Nuance Communications, a company that specializes in natural language processing, fed its Dragon speech platform the “Laurel” or “Yanny” audio clip to put an end to the debate once and for all. According to Nils Lenke, senior director of research at Nuance, it heard “Laurel.”
The software that Voxbone tested, which included speech recognition engines from VoiceBase, CallMiner, and Gridspace, didn’t recognize “Laurel” or “Yanny” — even after three tests in a row. The first time around, they transcribed the audio as “well, well, well” or “yeah, yeah, yeah.” Engineers tried changing the dialog setting from English to Irish, Spanish, and other languages, but to no avail — they heard the clip as “well, well, well.” (Eventually, the team got the algorithms to recognize “Laurel”.)
What do you hear?! Yanny or Laurel pic.twitter.com/jvHhCbMc8I
— Cloe Feldman (@CloeCouture) May 15, 2018
In my testing, some voice assistants fared better than others.
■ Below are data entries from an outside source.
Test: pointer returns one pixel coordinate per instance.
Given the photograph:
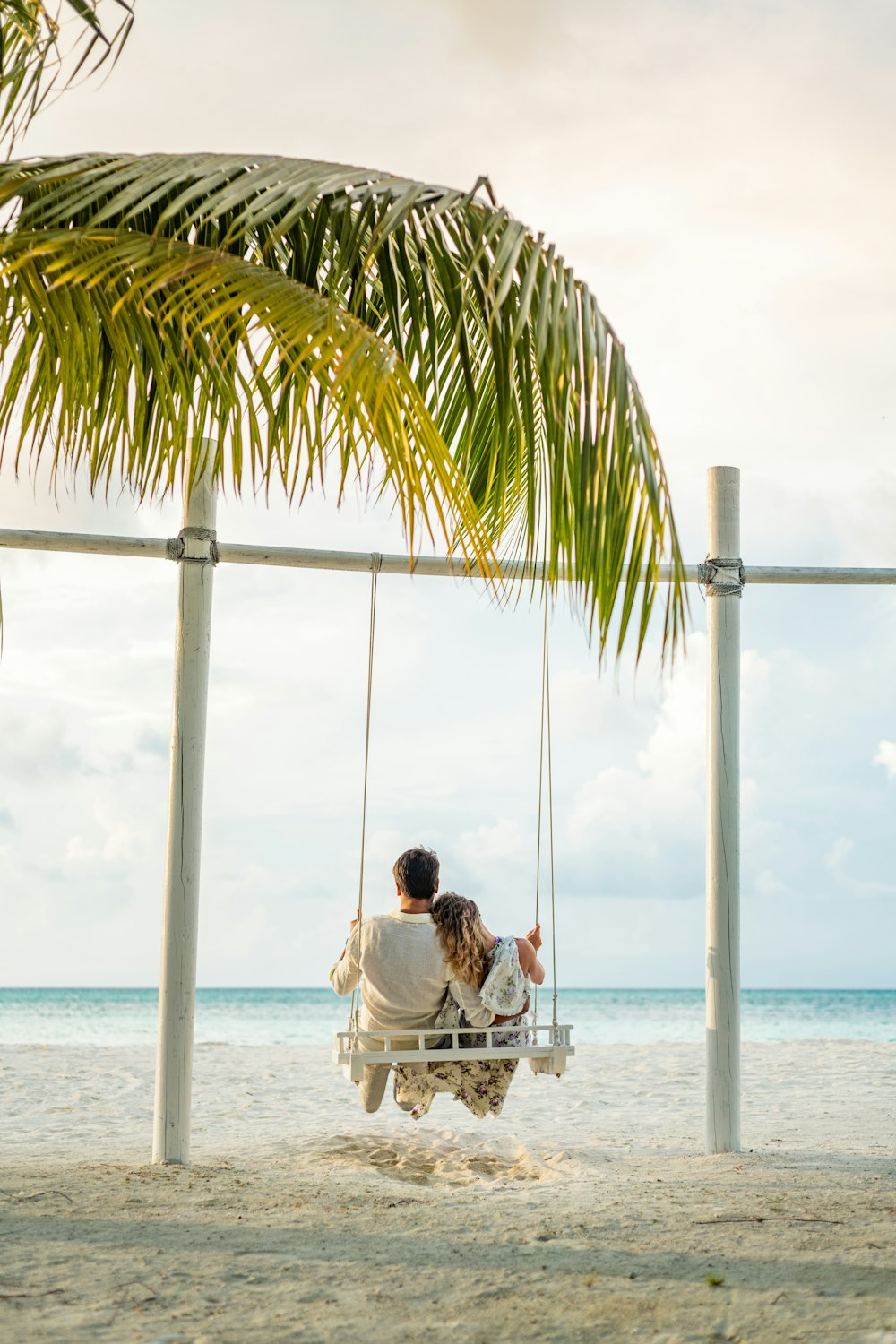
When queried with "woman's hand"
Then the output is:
(535, 937)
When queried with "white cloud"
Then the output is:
(887, 757)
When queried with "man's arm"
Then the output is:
(474, 1010)
(344, 976)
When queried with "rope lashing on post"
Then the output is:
(376, 564)
(177, 546)
(546, 720)
(721, 577)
The Google Assistant (running on a Motorola Moto G5 Plus) interpreted the word as “Mary, Mary” and “yeah, yeah,” while Microsoft’s Cortana (on my PC) recognized “Laurel” immediately. (I didn’t have an iPhone handy, so the jury is out on Siri.)
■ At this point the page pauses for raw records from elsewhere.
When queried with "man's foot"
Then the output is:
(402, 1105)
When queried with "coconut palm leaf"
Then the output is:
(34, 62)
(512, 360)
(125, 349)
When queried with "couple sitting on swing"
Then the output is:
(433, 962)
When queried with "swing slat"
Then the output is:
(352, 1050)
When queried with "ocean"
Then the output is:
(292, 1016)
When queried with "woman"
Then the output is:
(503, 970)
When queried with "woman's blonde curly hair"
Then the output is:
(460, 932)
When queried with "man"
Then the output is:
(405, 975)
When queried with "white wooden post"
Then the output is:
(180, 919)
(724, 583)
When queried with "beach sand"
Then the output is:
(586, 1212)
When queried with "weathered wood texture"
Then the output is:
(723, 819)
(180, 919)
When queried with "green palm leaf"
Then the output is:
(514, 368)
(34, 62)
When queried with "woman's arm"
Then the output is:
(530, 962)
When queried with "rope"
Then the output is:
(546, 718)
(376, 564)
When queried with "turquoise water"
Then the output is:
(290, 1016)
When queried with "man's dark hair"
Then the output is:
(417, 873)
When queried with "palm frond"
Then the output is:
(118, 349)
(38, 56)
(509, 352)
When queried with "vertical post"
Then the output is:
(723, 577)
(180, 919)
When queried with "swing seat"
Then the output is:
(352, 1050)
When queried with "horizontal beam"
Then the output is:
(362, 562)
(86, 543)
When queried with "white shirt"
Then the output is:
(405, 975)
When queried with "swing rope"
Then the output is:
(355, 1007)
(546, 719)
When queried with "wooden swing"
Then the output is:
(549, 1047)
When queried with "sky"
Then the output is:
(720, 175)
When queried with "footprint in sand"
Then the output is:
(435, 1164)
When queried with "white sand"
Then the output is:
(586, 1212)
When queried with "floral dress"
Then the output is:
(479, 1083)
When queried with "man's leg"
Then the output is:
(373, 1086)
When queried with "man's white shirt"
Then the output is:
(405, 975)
Others had better luck. Joe Murphy, CEO and founder of virtual assistant analytics startup vocalize.ai, got the Google Assistant (on a Google Home speaker) and Amazon Alexa (on an Echo speaker) to detect “Laurel.”
“In the lab, we had to setup the direction of sound and timing of utterance just right, but when we got it both Alexa and Google detected Laurel,” Murphy wrote in an email.
Why the disparity between the platforms? Assuming all else to be equal, it has to do with the way voice recognition algorithms work. Transcription apps from Nuance and Voxbone, not to mention voice assistants like Apple’s Siri, Google Assistant, and Microsoft’s Cortana, break human speech down into tiny, bite-sized parts called phonemes. Algorithms analyze the order of these phonemes to pair spoken words with text, taking into account the syntax and context of those words in ambiguous cases.
Simple enough, right? Not so fast. In some voice recognition setups, programmers have to manually connect the speech patterns of words with text. The algorithms, then, are only as good as their word bank: If a word or word association isn’t in the database, it won’t be transcribed properly. (Such was likely the case with Voxbone’s system.)
It just goes to show that algorithms, like humans, bring their own biases to the table.